For immunostaining, heart sections were fixed for 10 minutes in 4% PFA. An optional step of heat-induced epitope retrieval was performed for the optimization of anti-CDKN1A immunostaining in a microwave tissue processor (Milestone, KOS). After washing 3 times with PBS for 5 minutes each, nonspecific antigens were blocked for 30 minutes in PBS containing 0.2% Triton X-100 and 5% normal donkey serum. Primary antibodies against ACTN2 (clone EA-53) (1:200; Sigma-Aldrich, A7811), aurora kinase B (AURKB) (clone 6) (1:200; BD Biosciences, 611082), cCASP3 (clone Asp175) (1:50; Cell Signaling Technology, 9661L), PTPRC (clone IBL-5/25) (1:1000; Millipore, CBL1326), GFP (1:400; Abcam, ab6662), MKI67 (clone SP6) (1:200; Thermo Fisher Scientific, RM-9106), CDKN1A (clone EPR3993) (1:100; Abcam, ab109199), PECAM1 (clone MEC 13.3) (1:500; BD Pharmingen, 550274), and TNNI3 (1:200; Abcam, ab56357) were diluted in PBS containing 0.2% Triton X-100 and 2.5% normal donkey serum and applied to the sections followed by an overnight incubation at 4°C. After washing 3 times with PBS for 5 minutes each, secondary antibodies conjugated to Cy2, Alexa Fluor 488, Cy3, or Alexa Fluor 647 (all 1:400; Jackson ImmunoResearch) and 0.5 μg/mL DAPI (Invitrogen, R37606), were diluted in PBS, applied to the sections, and incubated for 30 minutes. For some antibodies (anti-PECAM1 and anti-CDKN1A), peroxidase-conjugated secondary antibodies (Vector Labs, Immpress Polymer Reagent Kit) and a tyramide signal amplification kit (PerkinElmer, NEL741001KT, NEL744001KT, and NEL745001KT) were used following the manufacturers’ instructions. After washing 3 times with PBS for 5 minutes each, slides were mounted with Aqua-Poly/Mount (Polysciences, 18606).

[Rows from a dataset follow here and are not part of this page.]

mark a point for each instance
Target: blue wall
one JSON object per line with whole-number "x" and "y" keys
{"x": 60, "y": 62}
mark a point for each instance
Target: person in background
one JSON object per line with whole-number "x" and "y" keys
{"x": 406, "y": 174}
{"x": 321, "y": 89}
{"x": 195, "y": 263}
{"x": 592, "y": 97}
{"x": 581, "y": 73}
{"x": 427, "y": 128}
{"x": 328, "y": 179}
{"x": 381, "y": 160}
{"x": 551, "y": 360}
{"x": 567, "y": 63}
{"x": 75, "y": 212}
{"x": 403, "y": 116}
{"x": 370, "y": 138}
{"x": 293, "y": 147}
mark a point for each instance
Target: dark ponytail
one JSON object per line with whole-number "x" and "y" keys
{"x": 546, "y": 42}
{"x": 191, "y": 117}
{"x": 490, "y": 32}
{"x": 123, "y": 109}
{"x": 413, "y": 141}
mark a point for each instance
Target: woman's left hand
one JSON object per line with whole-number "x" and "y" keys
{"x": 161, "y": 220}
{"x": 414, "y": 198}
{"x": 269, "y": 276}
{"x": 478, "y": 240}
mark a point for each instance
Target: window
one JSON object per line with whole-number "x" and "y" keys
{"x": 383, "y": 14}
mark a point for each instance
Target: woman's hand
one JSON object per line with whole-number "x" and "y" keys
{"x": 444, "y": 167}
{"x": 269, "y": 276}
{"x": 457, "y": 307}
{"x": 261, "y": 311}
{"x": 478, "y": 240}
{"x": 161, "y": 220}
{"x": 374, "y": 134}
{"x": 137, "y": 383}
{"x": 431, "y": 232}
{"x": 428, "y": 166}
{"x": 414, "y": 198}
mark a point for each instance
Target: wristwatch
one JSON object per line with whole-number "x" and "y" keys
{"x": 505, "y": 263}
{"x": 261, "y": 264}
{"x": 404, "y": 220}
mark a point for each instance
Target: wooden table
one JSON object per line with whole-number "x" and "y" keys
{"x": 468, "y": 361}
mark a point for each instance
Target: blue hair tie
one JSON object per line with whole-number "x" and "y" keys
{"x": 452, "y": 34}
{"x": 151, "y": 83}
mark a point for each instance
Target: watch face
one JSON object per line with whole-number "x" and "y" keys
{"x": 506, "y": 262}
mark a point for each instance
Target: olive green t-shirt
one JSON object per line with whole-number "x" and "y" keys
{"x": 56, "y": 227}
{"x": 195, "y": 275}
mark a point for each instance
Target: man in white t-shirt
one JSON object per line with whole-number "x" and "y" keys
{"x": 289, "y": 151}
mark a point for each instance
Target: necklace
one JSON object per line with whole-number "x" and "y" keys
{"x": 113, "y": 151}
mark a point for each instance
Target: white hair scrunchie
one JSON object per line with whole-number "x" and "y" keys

Images were acquired using a Zeiss fluorescence microscope (Axion Observer Z.1) with ZEN image analysis software (version 3.1), a Zeiss macroscope (Axio Zoom V.16) with the same software (version 3.1), or a Nikon confocal microscope (Eclipse Ti) with NIS-Elements AR image analysis software (version 4.13).

Injury and scar sizes were determined using TNNI3 staining at 2 dps and Sirius red and Fast Green staining at later stages. A sufficiently large sample size for quantitative measurements was achieved by analyzing 7 sections across the entire heart at approximately equal intervals, as described previously (43). The size of the lesion was calculated as a percentage by normalizing lesion areas to the total LV area from all sections and multiplying the number times 100. RV thickness at 4 dps was determined by measuring the average transmural width of the anterior, middle, and posterior areas of the RV free wall in 7 sections taken from the entire heart at approximately equal intervals.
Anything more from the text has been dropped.